CHARLOTTE, N.C., December 27, 2004 — If you’re suffering a financial hangover from the holidays, use your year-end pain to spur yourself on to better habits. Here, LendingTree.com Chief Consumer Officer Ed Powell offers five New Year’s resolutions that can help you become a smarter borrower in the coming year, or, at the very least, inspire you to come up with solutions of your own.

  1. Consolidate your debt. Don’t put off consolidating a second mortgage or paying down credit card debt with a cash-out refinance or home equity line of credit. The Federal Reserve has proven its commitment to raising interest rates, with five rate increases since June, which generally increases the cost of some forms of consumer debt.

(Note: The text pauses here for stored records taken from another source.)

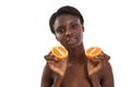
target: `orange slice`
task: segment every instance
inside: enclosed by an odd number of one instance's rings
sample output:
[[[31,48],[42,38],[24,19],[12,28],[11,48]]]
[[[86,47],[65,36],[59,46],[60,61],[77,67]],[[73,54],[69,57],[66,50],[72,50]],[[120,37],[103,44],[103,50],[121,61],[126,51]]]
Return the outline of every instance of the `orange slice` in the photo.
[[[102,49],[98,47],[91,47],[87,50],[85,50],[85,55],[93,60],[95,57],[99,55],[102,53]]]
[[[68,50],[62,46],[56,46],[51,49],[51,53],[59,60],[63,60],[68,57]]]

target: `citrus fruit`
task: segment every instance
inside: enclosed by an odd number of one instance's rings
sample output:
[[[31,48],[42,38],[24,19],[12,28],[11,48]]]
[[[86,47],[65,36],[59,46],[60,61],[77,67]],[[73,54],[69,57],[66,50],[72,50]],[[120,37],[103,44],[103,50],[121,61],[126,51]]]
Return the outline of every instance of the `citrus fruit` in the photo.
[[[93,60],[95,57],[99,55],[102,53],[102,49],[98,47],[90,47],[87,50],[85,50],[85,55]]]
[[[55,46],[51,49],[51,53],[59,60],[66,59],[68,57],[68,50],[62,46]]]

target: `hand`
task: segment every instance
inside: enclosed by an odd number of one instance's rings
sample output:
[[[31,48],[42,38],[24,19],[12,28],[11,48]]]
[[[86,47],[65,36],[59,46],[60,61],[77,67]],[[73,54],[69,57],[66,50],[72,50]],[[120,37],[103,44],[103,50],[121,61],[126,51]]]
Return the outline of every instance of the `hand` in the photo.
[[[64,75],[67,69],[67,59],[58,60],[51,52],[45,55],[45,59],[49,67],[60,76]]]
[[[93,60],[88,60],[87,63],[88,75],[97,73],[100,69],[103,69],[107,64],[109,59],[110,59],[109,55],[102,52],[98,57],[94,58]]]

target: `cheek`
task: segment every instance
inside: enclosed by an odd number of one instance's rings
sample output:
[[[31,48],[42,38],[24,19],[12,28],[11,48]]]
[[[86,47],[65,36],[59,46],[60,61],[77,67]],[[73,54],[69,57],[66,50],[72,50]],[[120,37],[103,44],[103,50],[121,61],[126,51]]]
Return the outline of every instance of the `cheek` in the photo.
[[[62,40],[62,38],[63,38],[63,36],[61,36],[61,35],[59,35],[59,34],[57,34],[57,35],[56,35],[56,38],[57,38],[57,40],[58,40],[58,41],[61,41],[61,40]]]

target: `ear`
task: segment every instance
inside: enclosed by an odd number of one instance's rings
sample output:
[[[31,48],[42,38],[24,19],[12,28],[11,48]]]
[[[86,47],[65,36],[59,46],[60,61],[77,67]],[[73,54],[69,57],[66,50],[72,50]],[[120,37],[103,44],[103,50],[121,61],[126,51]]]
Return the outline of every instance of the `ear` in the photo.
[[[57,36],[55,35],[56,39],[59,41],[59,39],[57,38]]]

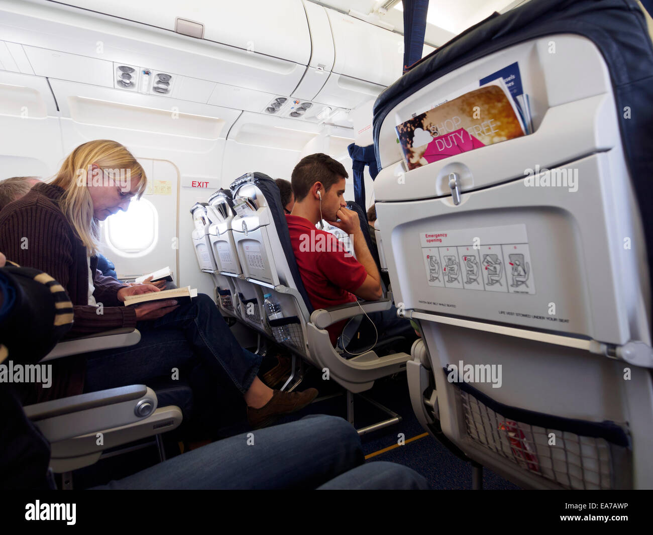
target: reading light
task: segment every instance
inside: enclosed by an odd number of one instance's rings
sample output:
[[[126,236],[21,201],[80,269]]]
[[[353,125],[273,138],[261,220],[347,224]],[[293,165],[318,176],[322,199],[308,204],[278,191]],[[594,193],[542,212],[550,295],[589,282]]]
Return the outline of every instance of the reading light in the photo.
[[[328,117],[331,114],[331,112],[332,111],[333,109],[331,108],[330,106],[325,106],[320,110],[320,112],[317,114],[317,115],[316,115],[315,117],[317,117],[321,121],[322,120],[326,119],[327,117]]]

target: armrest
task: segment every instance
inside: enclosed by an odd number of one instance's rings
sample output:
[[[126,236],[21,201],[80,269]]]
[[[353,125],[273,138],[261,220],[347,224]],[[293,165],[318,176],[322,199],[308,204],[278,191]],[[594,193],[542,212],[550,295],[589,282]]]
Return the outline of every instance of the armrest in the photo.
[[[391,297],[391,296],[390,296]],[[360,304],[360,306],[359,306]],[[325,329],[333,323],[353,317],[361,314],[361,308],[366,312],[377,312],[387,310],[392,306],[392,300],[381,299],[378,301],[369,301],[365,303],[347,303],[330,308],[320,308],[311,314],[311,323],[318,329]]]
[[[115,329],[95,332],[78,338],[59,342],[40,362],[60,359],[82,353],[92,353],[114,348],[134,346],[140,341],[140,332],[135,329]]]
[[[144,419],[157,402],[151,389],[131,385],[28,405],[24,410],[50,442],[56,442]]]

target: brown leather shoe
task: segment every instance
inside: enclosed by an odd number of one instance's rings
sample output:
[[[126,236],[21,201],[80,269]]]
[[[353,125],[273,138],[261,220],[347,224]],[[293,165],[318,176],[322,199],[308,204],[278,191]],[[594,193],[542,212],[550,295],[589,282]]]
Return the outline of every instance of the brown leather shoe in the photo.
[[[284,377],[288,377],[291,373],[292,361],[289,357],[278,357],[279,364],[266,373],[261,380],[270,388],[274,388]]]
[[[309,388],[303,392],[272,391],[272,397],[260,409],[247,408],[247,419],[253,429],[270,425],[282,414],[290,414],[306,407],[317,397],[317,391]]]

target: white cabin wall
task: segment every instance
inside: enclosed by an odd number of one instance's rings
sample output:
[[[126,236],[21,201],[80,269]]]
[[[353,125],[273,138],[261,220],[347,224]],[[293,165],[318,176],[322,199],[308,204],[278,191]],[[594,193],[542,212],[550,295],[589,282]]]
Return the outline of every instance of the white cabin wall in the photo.
[[[0,71],[0,180],[56,172],[63,157],[56,114],[44,78]]]

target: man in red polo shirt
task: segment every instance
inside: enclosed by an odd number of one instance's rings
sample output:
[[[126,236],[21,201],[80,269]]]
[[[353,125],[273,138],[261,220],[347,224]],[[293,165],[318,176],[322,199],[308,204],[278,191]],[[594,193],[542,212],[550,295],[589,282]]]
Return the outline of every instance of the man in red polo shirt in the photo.
[[[302,282],[315,308],[355,302],[357,297],[374,301],[382,295],[381,276],[358,216],[346,208],[343,195],[347,176],[342,164],[326,154],[306,156],[293,170],[295,203],[286,219]],[[332,234],[315,228],[321,219],[351,237],[356,258]],[[398,319],[395,310],[394,319]],[[327,328],[334,345],[345,323],[340,321]],[[379,329],[379,338],[381,332]]]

  2. Throw away your excess credit cards. Think of it this way, if you’ve got a credit card with a $10,000 balance and a 20% interest rate, you’re paying $2,000 per year in interest alone. Credit cards can be a very expensive form of debt, and that $2,000 in interest is just money out the window. Once you’ve paid off your cards or consolidated the outstanding balances, consider cutting them up. And don’t forget to take the extra step of closing those accounts. Your best bet as a smart borrower is to create a budget and savings plan for expenses like holidays, vacations, etc. Use less expensive forms of credit, such as a home equity loan or line of credit, to handle unanticipated expenses like a leaky roof or broken refrigerator.
  3. Create a budget. Sit down and make a list of all the bills you pay, from utilities to car loan installments, plus your cash expenditures on lunches, groceries, gas, savings and so forth. Calculate the average monthly cost of each item on the list. Compare the total to your net monthly income (your gross income from all sources less taxes and other payroll deductions). Your net monthly income should exceed your monthly expenses, or you must make some spending adjustments to make sure your bills and savings are covered.
  4. Save for a rainy day. Create an emergency fund of cash that covers three to six months of your living expenses. The amount you save depends on your personal financial circumstances and monthly bills. As an example, a household making $50,000 a year should sock away at least $12,500 in cash or liquid assets, or approximately three months salary, as an emergency fund.
  5. Plan for the future today. Increase your contributions your 401(k). In 2005, the max contribution for 401(k) savings plans increased to $14,000, and if you are 50 years or older you can contribute up to $18,000. Stick to your new budget and watch your savings grow.